Pese al conflicto que generado, Borja deja una puerta abierta a la negociación y el acuerdo, para el que hace un llamamiento al alcalde. “Si el alcalde no puede reunirse por los motivos que sea, que envíe a un representante con capacidad de decisión para que lleguemos a una solución que beneficia a todas las partes”, afirmaba.
Todas estas explicaciones se las dio frontalmente a los vecinos allí congregados, que mostraban su preocupación sobre que pasará con las calles y el acceso a sus viviendas si esto sigue adelante. Soto Patiño anunció que “por respeto a ello paralizará los trabajos y dará un plazo de una semana al ayuntamiento para que responda, de lo contrario continuarán”.

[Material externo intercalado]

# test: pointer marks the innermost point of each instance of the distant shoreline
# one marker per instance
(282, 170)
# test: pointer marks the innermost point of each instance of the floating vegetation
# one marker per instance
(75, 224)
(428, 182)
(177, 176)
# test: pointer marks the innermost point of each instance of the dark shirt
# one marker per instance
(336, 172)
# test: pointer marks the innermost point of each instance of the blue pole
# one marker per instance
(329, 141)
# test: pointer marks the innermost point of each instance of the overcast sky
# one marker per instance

Por su parte, los vecinos han manifestado su intención de personarse en la mañana del jueves 20 ante las puertas del ayuntamiento para reclamar explicaciones.
Al conocer estos acontecimientos, el consistorio envió inspectores y policía al lugar para paralizar los trabajos “al no contar con licencia para ser ejecutadas”.